The revolutionary Orientalizing Period in Mediterranean art

These gold plaques depicting a winged goddess flanked by lions were created on the island of Rhodes during the so-called "orientalizing period."  This reference in art history is used to describe a development in western art beginning in the latter part of the 8th century BCE when there was a heavy influence from the art of the eastern Mediterranean including Assyria, Phoenicia, and Egypt.  During this time Greek motifs began to shift from geometric designs to the depiction of deities, animals, and mythological creatures. 

Two schools of thought exist regarding the question of whether or not Geometric art itself was indebted to eastern models. In Attic pottery, the distinctive Orientalizing style known as "proto-Attic" was marked by floral and animal motifs. It was the first time discernibly Greek religious and mythological themes were represented in vase painting. The bodies of men and animals were depicted in silhouette, though their heads were drawn in outline. Women were drawn completely in outline. In Corinth, the orientalizing influence started earlier, though the tendency there was to produce smaller, highly detailed vases in the "proto-Corinthian" style that prefigured the black-figure technique.

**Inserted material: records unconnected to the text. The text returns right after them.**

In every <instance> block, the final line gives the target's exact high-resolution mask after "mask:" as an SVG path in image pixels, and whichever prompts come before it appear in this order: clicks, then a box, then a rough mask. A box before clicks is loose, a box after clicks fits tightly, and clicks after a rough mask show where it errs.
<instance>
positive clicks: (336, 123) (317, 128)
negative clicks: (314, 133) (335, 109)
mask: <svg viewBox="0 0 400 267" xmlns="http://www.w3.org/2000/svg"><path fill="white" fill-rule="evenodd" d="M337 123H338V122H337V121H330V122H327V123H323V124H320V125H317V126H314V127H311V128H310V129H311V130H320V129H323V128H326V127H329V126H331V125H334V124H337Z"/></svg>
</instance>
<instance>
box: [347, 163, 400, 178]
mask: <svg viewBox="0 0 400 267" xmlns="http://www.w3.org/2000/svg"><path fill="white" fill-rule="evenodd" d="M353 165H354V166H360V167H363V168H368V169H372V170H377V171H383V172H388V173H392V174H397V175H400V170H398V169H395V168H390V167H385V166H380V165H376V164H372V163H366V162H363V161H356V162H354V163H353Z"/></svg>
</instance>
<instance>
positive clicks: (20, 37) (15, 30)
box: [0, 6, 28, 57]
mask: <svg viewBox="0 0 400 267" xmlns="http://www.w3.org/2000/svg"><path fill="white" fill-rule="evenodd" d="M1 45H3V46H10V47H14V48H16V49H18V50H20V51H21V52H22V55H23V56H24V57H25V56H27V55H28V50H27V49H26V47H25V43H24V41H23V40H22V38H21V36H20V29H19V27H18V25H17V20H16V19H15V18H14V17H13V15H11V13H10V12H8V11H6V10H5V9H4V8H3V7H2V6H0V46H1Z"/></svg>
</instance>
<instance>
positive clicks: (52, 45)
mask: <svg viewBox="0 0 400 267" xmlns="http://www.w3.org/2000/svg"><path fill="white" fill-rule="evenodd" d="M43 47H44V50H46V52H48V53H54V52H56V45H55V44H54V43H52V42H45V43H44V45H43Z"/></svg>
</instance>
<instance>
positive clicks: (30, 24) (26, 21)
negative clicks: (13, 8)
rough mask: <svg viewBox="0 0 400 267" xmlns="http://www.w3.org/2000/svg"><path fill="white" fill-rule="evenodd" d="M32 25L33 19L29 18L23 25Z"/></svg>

These changes were triggered by population shifts brought about by both conquest and colonization.  During this period, the Assyrians advanced along the Mediterranean coast, accompanied by Greek and Carian mercenaries, who were also active in the armies of Psamtik I in Egypt.  Phoenicians settled in Cyprus and in western regions of Greece, Greeks established trading colonies at Al Mina, Syria, and in Ischia (Pithecusae) off the Tyrrhenian coast of Campania in southern Italy. The new groups started to compete with established Mediterranean merchants.

The period from roughly 750 to 580 BCE also saw a comparable Orientalizing phase of Etruscan art, as a rising economy encouraged Etruscan families to acquire foreign luxury products incorporating Eastern-derived motifs. Similarly, areas of Italy—such as Magna Grecia, Sicily, the Picenum, Latium vetus, Ager Faliscus, the Venetic region, the Nuragic civilization of Sardinia, and the Iberian peninsula, in particular in the city-state of Tartessos, also experienced an Orientalizing phase at this time. 

Classicist Walter Burkert described the new movement in Greek art as a revolution: "With bronze reliefs, textiles, seals, and other products, a whole world of eastern images was opened up which the Greeks were only too eager to adopt and adapt in the course of an 'orientalizing revolution."


Image: Gold plaques with winged goddesses flanked by lions and dangling pomegranates, a fruit originating within a region from Iran to northern India, Greek from Kamiros, Rhodes, Orientalizing Period 700-600 BCE probably worn as a collar around the neck of clothing, that I photographed at the British Museum in 2016.